The media has entered a golden age of “fact checking” its political opponents while operating in a fact-free environment of smears and lies.
While the media is quite enthusiastic about fact-checking political opponents and demanding that they be banned from the marketplace of ideas via social media censorship, it rarely bothers fact-checking the clickbait smears that its own side spreads.
Case in point, “Republicans Confirm Lifetime Federal Judge Opposed To Fertility Treatments” Huffington Post
Subheader: Sarah Pitlyk has claimed that IVF and surrogacy have “grave effects on society” and lead to “diminished respect for motherhood.”
Really? Opposed to IVF? No.
Jennifer Bendery at the Huffington Post falsely claims that Judge Pitlyk is opposed to fertility treatments. Pitlyk did file an amicus brief for the Thomas More Society in a surrogacy case. That’s a complicated issue, and one that goes well beyond fertility treatments.
“Pitlyk, who is special counsel to the Thomas More Society, a conservative, anti-abortion law firm based in Chicago, argued in a 2017 amicus brief that in vitro fertilization, or IVF, and surrogacy lead to “diminished respect for motherhood and the unique mother-child bond; exploitation of women; commodification of gestation and of children themselves; and weakening of appropriate social mores against eugenic abortion,” Bendery claims.
That’s a decided distortion.
The brief is not critical of IVF. It points out that surrogates take on greater risk of complications because of IVF because it’s defending the rights of a surrogate.
Bendery never gets around to mentioning what the actual case in question was about. That would risk informing readers and providing context.
“M.C.” is Melissa Cook, a 47-year-old surrogate who made national news last year when she went public with her feud with C.M., the biological father of the children she bore, whose name is Chester Moore Jr.
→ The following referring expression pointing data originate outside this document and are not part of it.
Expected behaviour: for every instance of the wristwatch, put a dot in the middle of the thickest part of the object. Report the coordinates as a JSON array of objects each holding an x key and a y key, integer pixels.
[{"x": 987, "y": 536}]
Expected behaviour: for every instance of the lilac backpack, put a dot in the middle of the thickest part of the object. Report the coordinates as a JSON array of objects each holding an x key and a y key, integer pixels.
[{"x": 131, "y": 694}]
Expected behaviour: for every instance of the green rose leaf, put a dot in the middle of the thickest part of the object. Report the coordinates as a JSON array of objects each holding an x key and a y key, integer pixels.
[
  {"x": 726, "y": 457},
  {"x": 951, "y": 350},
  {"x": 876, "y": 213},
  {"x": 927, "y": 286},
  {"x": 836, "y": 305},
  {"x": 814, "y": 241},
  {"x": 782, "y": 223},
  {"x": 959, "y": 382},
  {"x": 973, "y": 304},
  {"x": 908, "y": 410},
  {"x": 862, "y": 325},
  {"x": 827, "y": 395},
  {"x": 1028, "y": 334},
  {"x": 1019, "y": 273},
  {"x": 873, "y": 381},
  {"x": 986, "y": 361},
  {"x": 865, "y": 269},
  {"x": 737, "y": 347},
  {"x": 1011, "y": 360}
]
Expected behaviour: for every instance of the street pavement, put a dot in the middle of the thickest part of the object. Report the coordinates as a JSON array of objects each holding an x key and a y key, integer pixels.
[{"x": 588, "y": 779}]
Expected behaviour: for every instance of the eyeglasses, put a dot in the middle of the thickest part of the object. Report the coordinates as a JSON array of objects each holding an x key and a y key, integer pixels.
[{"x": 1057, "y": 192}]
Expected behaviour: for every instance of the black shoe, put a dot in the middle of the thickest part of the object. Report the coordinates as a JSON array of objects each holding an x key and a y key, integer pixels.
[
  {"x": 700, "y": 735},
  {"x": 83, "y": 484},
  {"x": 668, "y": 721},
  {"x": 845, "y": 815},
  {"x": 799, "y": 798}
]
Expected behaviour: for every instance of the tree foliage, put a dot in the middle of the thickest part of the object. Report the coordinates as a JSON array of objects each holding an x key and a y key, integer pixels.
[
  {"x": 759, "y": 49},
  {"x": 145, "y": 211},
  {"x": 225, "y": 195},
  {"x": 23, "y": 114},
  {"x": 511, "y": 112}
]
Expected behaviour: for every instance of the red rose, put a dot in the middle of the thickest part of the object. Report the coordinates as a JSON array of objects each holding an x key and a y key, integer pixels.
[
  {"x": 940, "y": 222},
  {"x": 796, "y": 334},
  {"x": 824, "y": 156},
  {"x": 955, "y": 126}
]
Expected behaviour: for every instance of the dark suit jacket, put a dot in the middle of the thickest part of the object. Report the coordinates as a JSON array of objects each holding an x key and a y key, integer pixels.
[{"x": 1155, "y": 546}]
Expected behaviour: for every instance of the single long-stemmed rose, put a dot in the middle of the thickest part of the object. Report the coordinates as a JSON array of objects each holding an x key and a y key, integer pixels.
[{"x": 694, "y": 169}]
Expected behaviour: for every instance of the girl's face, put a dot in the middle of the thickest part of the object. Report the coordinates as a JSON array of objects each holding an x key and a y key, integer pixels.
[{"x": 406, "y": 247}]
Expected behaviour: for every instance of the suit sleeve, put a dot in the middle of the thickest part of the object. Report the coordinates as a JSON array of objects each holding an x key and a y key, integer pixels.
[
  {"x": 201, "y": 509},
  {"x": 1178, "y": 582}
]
Cook was pregnant with triplets following a round of invitro treatment in which doctors implanted into her womb three embryos created with Moore’s sperm and donor eggs from a 20-year-old woman. After all three embryos survived, Moore demanded Cook abort one of the babies pursuant to the terms of the surrogacy contract.
Cook refused, declaring “I am pro-life and I’m not having an abortion.” And she didn’t. But she also wanted to ensure the “extra” baby didn’t go to Moore and that before Moore obtained custody of any of the babies, the government would ensure he was a fit father. Accordingly, Cook filed suit challenging the constitutionality of California’s surrogacy laws, arguing the statutes violate her and the then-unborn babies’ federal due process and equal protection rights.
Again, a complicated and challenging case dishonestly reduced and then distorted into an attack on IVF.
And no fact-checking, no bans of this clickbait garbage from the social media walled garden will take place, but the media will go on lecturing us about the importance of facts even as it lies, smears and distorts for political gain.